Aim And Purpose

"Hug-A-Tree and Survive" is a children's Search and Rescue (SAR) prevention program administered under the auspices of the Royal Canadian Mounted Police. It is aimed at children (ages 5 - 14) from kindergarten to grade six, and has as its purpose the goal of teaching them:

  • how not to become lost in the woods,
  • what to do if they do become lost,
  • how not to come to harm, and
  • how they can help searchers find them.

Program Administration

Only "qualified presenters" may present the Canadian "Hug-A-Tree and Survive" program. A "qualified presenter" is a person who, as a minimum,

  • has basic knowledge of Search and Rescue,
  • has read and follows the direction provided in the program documentation
  • has signed an agreement provided by his/her department or agency certifying agreement to comply with all program requirements.

The History Of The Program

The Hug-A-Tree and Survive program was developed in San Diego, California, in response to the loss of the life of a young boy, nine year old Jimmy Beveridge who went missing during a camping trip in 1981. Later that same year, Ab Taylor, a retired Border Patrol agent and renowned tracker, and Tom Jacobs, a freelance writer and photographer, collaborated to create the "Hug-A-Tree and Survive" program.

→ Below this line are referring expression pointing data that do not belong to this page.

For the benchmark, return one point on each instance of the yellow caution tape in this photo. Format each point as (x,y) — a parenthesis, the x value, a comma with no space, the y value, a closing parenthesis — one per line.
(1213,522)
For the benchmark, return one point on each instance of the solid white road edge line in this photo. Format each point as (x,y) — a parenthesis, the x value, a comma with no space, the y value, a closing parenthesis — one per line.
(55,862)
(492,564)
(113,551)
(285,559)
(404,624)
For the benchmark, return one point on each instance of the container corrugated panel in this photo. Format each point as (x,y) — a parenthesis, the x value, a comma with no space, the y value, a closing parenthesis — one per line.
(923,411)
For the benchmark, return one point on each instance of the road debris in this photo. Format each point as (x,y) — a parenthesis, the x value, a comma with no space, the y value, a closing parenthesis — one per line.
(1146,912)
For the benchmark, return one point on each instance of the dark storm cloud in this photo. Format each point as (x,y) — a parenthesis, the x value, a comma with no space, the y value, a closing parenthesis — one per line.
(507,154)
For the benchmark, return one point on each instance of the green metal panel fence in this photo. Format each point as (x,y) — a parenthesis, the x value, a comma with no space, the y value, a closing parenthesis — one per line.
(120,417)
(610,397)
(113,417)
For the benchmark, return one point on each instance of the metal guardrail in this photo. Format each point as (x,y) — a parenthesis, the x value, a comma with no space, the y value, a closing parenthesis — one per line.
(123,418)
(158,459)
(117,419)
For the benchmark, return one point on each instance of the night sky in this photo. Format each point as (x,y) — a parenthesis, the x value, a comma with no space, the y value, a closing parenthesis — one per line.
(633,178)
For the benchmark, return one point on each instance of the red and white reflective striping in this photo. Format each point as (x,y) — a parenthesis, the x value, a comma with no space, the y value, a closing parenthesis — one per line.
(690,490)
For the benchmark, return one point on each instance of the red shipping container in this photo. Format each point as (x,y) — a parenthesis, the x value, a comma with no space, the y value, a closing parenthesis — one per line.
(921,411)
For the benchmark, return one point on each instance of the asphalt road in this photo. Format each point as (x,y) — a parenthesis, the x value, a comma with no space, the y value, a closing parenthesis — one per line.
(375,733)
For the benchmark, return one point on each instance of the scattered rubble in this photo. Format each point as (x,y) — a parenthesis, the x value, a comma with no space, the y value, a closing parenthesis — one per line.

This is a copyrighted slide presentation and hands-on demonstration designed to teach, at their level of understanding, basic survival principles to children aged 5 - 12.

Since then, the "Hug-A-Tree and Survive" presentation has been credited with saving many children's lives.

Hug-A-Tree and Survive (Canada) was subsequently developed in 1996, after the Royal Canadian Mounted Police applied for and received a licensing agreement with the US copyright holders.

Although the "Hug-A-Tree and Survive" presentation has been adapted for Canadian usage and prepared in both English and French, the message and order of presentation are the same as the US version. The Canadian "approved" program and supporting materials are copyright to Her Majesty the Queen in right of Canada, on behalf of the Royal Canadian Mounted Police.

Teaching our Children Safety

Tri-County Ground Search and Rescue has several trained Hug-A-Tree and Survive presenters who make themselves available to present the program free-of-charge to area schools and youth organizations.

In the past three years, over 4,000 Greater Moncton area school children have learned how to avoid being lost, and what to do if they become separated from family.